Rental and Ownership
- The number of rent controlled units remained
relatively stable from 2005 to 2008, from 43,000 in 2005 to 40,000 in 2008.
During the same period, the number of rent stabilized units in buildings
constructed before 1947 fell by 22,000, or 2.9 percent. This loss was offset
by an increase of 5,000 units in buildings constructed after 1947, for a net
loss in rent stabilized units of 17,000 or 1.6 percent.
- The number of owner units, occupied and vacant, was
1,046,000, up by 14,000 between 2005 and 2008.
- The homeownership rate for the
City as a whole was 32.9 percent in 2008 – that is, one in three households in
the City was an owner household. In 2005 the homeownership rate was 33.3
Income and Rent
- The median income for all households was $45,000 in
2007, a 12.5 percent increase over the $40,000 median income in 2004. In 2007
dollars, the 2004 median income was $44,300, making the real percentage of
change 1.6 percent. (The survey incorporates data on housing conditions from
2008 but data on income from 2007.)
- The median income of homeowners was $70,000 in 2007,
up from $65,000 in 2004. In 2007 dollars, the homeowners’ median income
actually declined by 2.8 percent.
- The median income of renter households in 2007 was
$36,000, an increase of 12.5 percent for 2004. Real income rose by 1.4 percent
in the three years.
- Median gross rents, which include the cost of fuel
and utilities, increased by 4.2 percent in real dollars between 2005 and 2008.
Contract rents – the amount people agree to pay monthly – increased by 1.6
percent in real dollars during the same period, keeping pace with the increase
- The median gross rent/income ratio increased from
28.6 percent in 2002 to 31.2 percent in 2005 and holds at 31.5 in 2008.

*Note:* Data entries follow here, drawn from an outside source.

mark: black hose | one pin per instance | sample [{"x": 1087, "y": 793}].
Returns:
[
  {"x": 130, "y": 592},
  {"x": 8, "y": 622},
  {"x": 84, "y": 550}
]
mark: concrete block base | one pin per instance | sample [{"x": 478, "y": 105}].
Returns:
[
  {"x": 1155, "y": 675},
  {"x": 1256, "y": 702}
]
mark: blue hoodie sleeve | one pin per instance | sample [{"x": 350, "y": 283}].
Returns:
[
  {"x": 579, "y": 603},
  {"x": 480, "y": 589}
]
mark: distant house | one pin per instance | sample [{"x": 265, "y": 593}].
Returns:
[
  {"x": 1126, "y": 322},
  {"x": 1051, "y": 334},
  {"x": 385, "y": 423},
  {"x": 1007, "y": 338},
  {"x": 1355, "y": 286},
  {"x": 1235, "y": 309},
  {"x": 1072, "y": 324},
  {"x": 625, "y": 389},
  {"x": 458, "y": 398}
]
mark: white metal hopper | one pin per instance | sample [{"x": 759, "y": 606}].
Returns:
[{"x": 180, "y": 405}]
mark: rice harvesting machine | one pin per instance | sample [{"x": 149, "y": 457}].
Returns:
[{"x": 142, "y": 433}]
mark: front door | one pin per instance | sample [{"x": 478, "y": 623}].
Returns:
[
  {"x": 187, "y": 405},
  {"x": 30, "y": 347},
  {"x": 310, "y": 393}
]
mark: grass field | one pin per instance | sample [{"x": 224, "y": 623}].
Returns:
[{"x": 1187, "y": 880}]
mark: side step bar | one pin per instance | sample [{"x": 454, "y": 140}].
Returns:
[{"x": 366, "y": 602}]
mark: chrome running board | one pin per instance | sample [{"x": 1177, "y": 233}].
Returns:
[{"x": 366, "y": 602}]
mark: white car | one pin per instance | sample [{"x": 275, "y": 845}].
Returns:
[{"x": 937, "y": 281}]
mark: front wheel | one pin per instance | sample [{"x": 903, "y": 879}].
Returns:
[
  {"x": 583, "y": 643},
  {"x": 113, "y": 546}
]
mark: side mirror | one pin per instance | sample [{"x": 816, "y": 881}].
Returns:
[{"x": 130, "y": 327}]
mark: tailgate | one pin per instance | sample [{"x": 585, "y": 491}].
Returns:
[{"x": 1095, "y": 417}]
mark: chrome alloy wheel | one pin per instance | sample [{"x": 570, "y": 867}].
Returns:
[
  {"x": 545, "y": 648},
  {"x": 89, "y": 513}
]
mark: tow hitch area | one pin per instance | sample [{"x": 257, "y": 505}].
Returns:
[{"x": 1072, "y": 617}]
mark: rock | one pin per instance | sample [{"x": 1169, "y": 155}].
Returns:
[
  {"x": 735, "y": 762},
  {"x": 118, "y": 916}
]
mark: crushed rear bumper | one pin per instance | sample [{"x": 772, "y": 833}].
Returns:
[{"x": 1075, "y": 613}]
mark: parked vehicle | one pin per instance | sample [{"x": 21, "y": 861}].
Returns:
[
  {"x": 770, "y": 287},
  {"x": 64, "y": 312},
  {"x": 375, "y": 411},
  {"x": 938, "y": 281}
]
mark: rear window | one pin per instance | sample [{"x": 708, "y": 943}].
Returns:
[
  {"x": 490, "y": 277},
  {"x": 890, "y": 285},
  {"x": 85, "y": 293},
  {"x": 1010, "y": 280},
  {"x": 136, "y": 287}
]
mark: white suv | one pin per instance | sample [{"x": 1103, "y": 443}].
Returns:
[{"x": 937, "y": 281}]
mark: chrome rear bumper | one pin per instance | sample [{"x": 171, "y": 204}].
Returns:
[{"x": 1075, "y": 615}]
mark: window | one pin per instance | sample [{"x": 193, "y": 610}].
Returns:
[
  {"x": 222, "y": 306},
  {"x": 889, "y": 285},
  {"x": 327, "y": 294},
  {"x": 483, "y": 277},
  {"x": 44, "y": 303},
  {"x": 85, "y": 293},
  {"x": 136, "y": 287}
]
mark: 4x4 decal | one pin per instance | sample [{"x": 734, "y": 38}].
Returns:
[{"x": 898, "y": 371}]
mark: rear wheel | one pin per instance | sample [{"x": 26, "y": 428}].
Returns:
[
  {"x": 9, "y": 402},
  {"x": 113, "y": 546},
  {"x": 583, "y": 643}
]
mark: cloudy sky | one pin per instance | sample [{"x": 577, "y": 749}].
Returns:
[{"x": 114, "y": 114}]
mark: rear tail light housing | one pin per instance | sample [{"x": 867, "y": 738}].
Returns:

- In 2008, the number of people
applying more than 50 percent of their income for rent showed little or no
change. Of all renter households in the City, 29.4 percent paid more than 50
percent of their income for gross rent. In 2005, the total was 28.8 percent.
Those paying more than 50 percent of their income for contract rent showed no
change, holding steady at 25.8 percent.
Full details of the 2008 Housing and
Vacancy Survey initial findings are available on HPD’s website at www.nyc.gov/hpd. The comprehensive final report on
the 2008 survey will be released in 2010 by HPD, which commissioned the
independent survey on behalf of the City of New York.